Die email bringt es auf den Punkt. 
Falls Innovatek antwortet, diese Bitte hier posten.
Gruß, Nemetona


----------



## Gast3737 (20. November 2008)

ich glaube dass nur mit Standart geantwortet wird aber man diesen Vorgang prüft. Schließlich bekommt ein Hersteller nicht alle Tage ein so genaues Echo..Meiner Meinung nach hättest du ruhig noch mehr ins Detail gehen können um auch dein "Know-How" zu untermauern


----------



## Madz (20. November 2008)

Die Mail kam spontan, aus dem Bauch heraus.
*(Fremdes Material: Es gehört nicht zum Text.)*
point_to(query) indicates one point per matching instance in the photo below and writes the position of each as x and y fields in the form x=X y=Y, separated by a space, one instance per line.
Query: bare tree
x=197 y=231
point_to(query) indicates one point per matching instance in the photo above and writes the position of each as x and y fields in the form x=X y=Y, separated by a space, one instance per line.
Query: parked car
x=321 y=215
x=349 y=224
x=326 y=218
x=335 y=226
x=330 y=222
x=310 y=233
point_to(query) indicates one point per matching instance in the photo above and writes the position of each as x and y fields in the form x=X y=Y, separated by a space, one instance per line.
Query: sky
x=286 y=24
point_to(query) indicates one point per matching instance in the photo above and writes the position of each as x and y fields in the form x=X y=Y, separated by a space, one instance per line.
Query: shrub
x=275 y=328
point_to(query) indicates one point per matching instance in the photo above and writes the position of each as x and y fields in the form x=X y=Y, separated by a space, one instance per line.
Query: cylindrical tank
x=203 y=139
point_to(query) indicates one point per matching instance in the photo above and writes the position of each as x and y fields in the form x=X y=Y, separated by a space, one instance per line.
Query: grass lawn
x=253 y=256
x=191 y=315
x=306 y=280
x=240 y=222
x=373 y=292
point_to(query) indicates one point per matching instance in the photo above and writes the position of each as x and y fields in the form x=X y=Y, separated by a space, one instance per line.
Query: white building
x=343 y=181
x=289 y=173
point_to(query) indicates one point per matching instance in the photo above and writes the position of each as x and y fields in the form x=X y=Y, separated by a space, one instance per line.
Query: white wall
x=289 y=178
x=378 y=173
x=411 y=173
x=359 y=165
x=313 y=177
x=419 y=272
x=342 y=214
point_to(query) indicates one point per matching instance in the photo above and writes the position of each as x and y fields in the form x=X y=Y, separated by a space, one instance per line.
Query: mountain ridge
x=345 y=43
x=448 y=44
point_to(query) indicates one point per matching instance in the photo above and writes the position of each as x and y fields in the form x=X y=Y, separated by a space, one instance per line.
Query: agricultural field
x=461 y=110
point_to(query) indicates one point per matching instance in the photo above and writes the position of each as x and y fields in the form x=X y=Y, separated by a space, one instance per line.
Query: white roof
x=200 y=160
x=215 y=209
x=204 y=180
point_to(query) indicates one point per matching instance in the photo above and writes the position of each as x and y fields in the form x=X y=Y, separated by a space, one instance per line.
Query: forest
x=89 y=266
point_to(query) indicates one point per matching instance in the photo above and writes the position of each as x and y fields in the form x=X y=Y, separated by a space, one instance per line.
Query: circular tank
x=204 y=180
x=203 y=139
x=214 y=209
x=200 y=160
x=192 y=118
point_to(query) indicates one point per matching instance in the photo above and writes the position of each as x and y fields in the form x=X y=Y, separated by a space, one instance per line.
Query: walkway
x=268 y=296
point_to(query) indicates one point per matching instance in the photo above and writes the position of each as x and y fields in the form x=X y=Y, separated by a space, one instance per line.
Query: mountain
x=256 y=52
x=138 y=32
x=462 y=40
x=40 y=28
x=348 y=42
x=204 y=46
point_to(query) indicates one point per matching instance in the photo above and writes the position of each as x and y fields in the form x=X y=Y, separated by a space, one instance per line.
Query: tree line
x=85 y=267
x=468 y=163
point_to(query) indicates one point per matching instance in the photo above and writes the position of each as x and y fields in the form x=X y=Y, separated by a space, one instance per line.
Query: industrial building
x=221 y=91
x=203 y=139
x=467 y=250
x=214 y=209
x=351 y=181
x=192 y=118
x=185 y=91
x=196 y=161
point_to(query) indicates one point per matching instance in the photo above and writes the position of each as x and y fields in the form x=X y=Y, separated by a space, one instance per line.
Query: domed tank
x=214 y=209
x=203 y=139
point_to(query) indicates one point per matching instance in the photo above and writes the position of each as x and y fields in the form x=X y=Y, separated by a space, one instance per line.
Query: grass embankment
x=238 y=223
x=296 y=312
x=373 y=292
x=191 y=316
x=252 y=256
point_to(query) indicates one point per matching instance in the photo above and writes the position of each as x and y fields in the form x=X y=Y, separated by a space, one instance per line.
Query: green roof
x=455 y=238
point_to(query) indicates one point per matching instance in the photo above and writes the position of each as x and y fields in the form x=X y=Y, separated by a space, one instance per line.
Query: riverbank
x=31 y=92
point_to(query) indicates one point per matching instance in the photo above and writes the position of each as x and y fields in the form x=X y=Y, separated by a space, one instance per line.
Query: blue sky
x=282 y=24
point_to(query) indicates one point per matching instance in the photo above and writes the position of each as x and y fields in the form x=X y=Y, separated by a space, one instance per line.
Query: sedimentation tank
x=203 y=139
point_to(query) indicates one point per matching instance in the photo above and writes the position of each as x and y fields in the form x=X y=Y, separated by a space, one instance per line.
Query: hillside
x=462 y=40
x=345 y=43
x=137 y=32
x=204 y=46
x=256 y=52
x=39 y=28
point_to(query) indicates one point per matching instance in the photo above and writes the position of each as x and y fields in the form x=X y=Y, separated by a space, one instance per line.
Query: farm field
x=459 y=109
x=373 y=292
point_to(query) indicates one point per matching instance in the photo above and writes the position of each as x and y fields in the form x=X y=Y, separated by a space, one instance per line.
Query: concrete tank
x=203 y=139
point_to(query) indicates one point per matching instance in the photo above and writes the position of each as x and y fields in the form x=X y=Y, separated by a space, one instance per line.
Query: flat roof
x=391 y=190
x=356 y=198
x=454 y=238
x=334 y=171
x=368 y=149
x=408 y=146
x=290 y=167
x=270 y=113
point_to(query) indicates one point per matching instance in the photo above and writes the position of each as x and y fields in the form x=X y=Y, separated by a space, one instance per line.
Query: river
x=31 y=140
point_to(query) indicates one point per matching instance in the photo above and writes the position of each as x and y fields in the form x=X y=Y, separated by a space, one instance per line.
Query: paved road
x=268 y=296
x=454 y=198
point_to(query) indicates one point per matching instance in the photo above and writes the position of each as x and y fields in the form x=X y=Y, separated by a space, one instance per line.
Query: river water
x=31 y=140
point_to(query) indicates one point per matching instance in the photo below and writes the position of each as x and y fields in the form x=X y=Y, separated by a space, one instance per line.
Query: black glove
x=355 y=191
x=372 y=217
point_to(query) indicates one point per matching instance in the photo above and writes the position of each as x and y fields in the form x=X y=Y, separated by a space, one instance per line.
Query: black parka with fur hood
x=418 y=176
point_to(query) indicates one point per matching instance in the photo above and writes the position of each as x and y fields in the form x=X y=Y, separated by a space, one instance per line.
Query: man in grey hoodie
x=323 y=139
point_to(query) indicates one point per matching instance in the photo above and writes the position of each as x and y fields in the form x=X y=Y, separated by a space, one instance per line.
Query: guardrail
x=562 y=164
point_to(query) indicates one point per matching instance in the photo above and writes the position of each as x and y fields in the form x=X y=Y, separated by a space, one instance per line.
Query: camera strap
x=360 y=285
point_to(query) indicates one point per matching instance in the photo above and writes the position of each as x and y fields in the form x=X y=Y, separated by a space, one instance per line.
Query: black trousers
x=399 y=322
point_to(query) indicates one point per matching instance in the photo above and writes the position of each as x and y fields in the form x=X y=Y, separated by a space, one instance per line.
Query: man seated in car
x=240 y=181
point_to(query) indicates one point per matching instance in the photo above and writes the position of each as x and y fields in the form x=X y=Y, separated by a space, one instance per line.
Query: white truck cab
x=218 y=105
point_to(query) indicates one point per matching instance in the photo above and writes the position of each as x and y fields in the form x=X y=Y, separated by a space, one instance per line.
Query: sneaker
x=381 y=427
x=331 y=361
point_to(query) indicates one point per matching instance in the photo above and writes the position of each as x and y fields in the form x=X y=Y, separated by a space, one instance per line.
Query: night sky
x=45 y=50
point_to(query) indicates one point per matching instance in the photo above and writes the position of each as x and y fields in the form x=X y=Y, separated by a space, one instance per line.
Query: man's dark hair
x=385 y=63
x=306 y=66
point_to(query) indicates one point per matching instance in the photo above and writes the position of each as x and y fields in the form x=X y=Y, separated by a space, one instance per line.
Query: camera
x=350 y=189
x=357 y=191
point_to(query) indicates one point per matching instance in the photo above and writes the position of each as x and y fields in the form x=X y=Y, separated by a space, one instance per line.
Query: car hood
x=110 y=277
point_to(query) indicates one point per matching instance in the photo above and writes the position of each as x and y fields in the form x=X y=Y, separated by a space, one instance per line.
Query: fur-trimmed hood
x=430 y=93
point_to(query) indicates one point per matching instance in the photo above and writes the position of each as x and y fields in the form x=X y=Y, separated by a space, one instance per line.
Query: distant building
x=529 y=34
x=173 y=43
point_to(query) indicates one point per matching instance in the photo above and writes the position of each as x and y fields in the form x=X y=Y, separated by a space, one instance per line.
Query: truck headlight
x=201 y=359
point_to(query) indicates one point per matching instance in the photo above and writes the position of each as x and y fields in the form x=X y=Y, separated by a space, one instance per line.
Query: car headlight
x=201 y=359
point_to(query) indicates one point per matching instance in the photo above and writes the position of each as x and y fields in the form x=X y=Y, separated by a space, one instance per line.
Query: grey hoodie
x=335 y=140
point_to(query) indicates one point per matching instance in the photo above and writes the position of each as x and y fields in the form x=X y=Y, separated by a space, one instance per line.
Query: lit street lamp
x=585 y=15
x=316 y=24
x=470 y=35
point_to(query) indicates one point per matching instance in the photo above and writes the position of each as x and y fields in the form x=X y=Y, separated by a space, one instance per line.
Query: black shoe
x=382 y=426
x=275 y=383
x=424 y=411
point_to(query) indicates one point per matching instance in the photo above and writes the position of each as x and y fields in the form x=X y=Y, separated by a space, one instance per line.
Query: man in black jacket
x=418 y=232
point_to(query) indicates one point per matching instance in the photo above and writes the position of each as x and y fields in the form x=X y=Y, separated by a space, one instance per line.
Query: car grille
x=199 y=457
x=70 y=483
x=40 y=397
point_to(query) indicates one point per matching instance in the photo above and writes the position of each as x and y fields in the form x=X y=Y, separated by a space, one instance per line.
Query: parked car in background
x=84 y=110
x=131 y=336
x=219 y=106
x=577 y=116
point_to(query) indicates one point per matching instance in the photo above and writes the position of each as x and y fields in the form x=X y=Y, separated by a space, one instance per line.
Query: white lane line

Es brodelte allerdings schon lange in mir, der 68€ Spannungswandler Kühler war nur der Tropfen, der das mittlerweile zum Bersten gefüllte Fass überlaufen liess.


----------



## nemetona (20. November 2008)

@Madz,
wär vieleich noch ne Idee, den Link für diesen Thread auch an Inno zu senden, so wirst du nicht als verwirrter Einzelfall eingestuft, und Inno hat Zugriff auf das gesamte Feedback des Forums zu dem Thema.
Gruß, Nemetona


----------



## Madz (20. November 2008)

@ Nematona

Mein Plan war erstmal eine Antwort abzuwarten und dann auf diese eingehend detaillierter zu werden.


----------



## nemetona (20. November 2008)

@Madz,
ok, da bin ich mal gespannt.
Gruß, Nemetona


----------



## Amigo (20. November 2008)

@Madz: Nicht verkehrt die Mail.
Kurz und bündig, mit sachlicher Kritik. 

Innovateks Preispolitik ist echt nicht mehr schön... war sie das jemals? Kann es mir zumindest nicht vorstellen. (Bin nicht sooo lange auf Wakü ) 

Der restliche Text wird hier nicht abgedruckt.